Good evening, Netizens…
Oh, perdition on it all! The National Weather Bureau has issued a blizzard warning for most of the Inland Northwest tonight beginning at 7:00 PM and lasting until tomorrow morning. Now I will have to whip out some of my old and true stories about what a real blizzard is like, not one of these half-baked Spokane blizzards, such as the one we endured two years ago. That wasn’t really a blizzard; that was just a lot of snow with a city that doesn’t have the training nor resources to deal with deep snow.
Now a blizzard, at least in the inter-mountain and Great Plains regions, is an entity to fear; you must be prepared for it and take speedy and effective action if one is coming your way or you may die.
According to meteorology a blizzard is defined more or less as a combination of high winds (typically 40 MPH or higher), frigid temperatures of less than 20 degrees and snow, either blowing or newly fallen variety.
I remember my first blizzard which took place in the late 1960’s. We were driving approximately 45 miles on a state highway when we first encountered the storm and within a matter of twenty minutes we found ourselves unable to see the road, with blowing and drifting snow and a wind of over 50 MPH blowing snow across the road. We were told by the state highway patrol to take shelter at Saint Anne School as the road ahead and behind us was closed.

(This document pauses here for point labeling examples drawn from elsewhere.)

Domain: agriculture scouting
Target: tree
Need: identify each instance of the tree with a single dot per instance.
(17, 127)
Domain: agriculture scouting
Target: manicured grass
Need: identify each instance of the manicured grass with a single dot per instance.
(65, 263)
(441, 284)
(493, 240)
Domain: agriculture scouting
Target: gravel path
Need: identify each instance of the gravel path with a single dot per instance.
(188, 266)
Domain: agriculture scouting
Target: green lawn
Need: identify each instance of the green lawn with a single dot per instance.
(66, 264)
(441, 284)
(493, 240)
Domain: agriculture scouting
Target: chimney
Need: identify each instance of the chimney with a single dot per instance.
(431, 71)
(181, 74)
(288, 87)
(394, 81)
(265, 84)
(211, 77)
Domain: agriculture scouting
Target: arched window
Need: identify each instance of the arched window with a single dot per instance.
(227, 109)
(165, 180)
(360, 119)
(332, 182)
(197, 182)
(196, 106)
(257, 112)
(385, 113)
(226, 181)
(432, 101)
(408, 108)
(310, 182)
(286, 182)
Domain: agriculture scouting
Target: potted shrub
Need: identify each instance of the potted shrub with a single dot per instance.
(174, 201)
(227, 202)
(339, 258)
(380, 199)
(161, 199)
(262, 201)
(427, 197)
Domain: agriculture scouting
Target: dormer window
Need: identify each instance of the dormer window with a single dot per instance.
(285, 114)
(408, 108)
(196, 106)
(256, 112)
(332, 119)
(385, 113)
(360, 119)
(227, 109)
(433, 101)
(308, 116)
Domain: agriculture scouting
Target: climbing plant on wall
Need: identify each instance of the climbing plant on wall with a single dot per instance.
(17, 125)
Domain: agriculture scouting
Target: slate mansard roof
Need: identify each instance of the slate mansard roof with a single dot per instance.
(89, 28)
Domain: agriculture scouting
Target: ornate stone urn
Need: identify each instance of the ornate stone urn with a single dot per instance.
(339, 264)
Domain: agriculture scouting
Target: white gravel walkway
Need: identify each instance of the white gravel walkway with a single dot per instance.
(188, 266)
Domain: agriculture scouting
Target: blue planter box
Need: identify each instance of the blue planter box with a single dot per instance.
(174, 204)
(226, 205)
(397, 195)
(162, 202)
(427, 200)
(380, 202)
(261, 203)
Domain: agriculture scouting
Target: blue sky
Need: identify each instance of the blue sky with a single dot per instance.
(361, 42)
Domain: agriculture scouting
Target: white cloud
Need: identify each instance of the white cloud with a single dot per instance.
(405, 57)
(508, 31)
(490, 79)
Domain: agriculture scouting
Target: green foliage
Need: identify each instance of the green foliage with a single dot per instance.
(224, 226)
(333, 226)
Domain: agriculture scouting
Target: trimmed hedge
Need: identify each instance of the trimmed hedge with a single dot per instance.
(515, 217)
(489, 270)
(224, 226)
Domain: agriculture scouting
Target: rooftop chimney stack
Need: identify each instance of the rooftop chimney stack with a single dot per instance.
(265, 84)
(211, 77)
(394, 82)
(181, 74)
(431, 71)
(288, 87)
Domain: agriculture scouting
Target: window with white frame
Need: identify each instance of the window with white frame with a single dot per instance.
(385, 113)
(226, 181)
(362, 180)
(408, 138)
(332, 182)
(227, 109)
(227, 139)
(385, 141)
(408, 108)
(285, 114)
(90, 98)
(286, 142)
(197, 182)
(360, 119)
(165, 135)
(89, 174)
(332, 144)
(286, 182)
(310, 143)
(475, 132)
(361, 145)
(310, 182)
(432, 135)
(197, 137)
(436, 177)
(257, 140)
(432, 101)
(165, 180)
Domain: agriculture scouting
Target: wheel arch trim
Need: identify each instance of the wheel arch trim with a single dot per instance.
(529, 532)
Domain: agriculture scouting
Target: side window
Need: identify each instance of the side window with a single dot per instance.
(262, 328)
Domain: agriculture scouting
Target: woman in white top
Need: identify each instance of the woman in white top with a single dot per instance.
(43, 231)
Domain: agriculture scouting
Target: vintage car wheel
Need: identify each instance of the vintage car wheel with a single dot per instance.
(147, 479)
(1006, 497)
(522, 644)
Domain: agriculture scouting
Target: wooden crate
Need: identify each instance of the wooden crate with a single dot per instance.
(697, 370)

By that night the National Guard delivered food and beds to the high school gymnasium, the wind outside was gusting over 75 miles per hour which rattled the windows in the high school. Snow plows were stuck and hundreds of drivers stranded in the 20 foot high snowdrifts on both sides of the town.
I also remember another blizzard from 1980-something, one which closed Interstate 80 for over 100 miles, where I ended up parking my truck for four days in Little America, a huge car and truck complex in Wyoming State. There were over 1600 people stranded that time, and again the National Guard were able to see to our basic needs with trucks full of cots, food and medical supplies. The winds blew steadily at between 50 and 75 miles per hour, with over a foot of new snow with drifts over 20 feet high and visibility near zero. The temperatures the last two nights of what was termed a “super storm” dropped down into the teens which put an increased impetus on the rescue of those still stranded along the freeway.
They have at least one or two blizzards each year in the Dakotas which are equal to or exceed the powerful storms I have recalled.
This is not a blizzard, folks. At nearly ten o’clock at night, I can see still the neighbors house across the street and the street lights three blocks in any given direction. It is snowing fitfully and the streets are still marginally passable, although quite slick in places. But a blizzard? No, this is hardly a blizzard such as those I have known in parts of the Midwest and Western States.
This is just a winter snow storm with some wind and frigid temperatures. Your results may differ, of course, depending upon whether you are outside the city lights where the wind and snow can combine to drift snow.
Good morning, Netizens…
It is Thursday morning and egods it’s here! When I arose at about 3:30 this morning, it was snowing outside, and although it was sticking on the lawn and atop the vehicles, the streets on the North Side of Spokane were navigable, even by Spokane’s marginal standards, although I would wager that the South Hill and other higher areas of the city would be seeing different results.
What truly rattled my sense of humor is that Westbound Snoqualmie Pass was apparently closed for a short time this morning until everyone got their winter driving wings firmly attached by the Washington State Patrol. In this generation of bio-engineering isn’t there a human DNA gene that causes people to drive over mountain passes with bald tires with no tire chains?
However, at 5:00 AM this the passes are open and most major streets in Spokane are wet. Depending upon whether you are driving on bald tires, your travel times may differ.
Welcome to the new frontier. It’s that special time of year.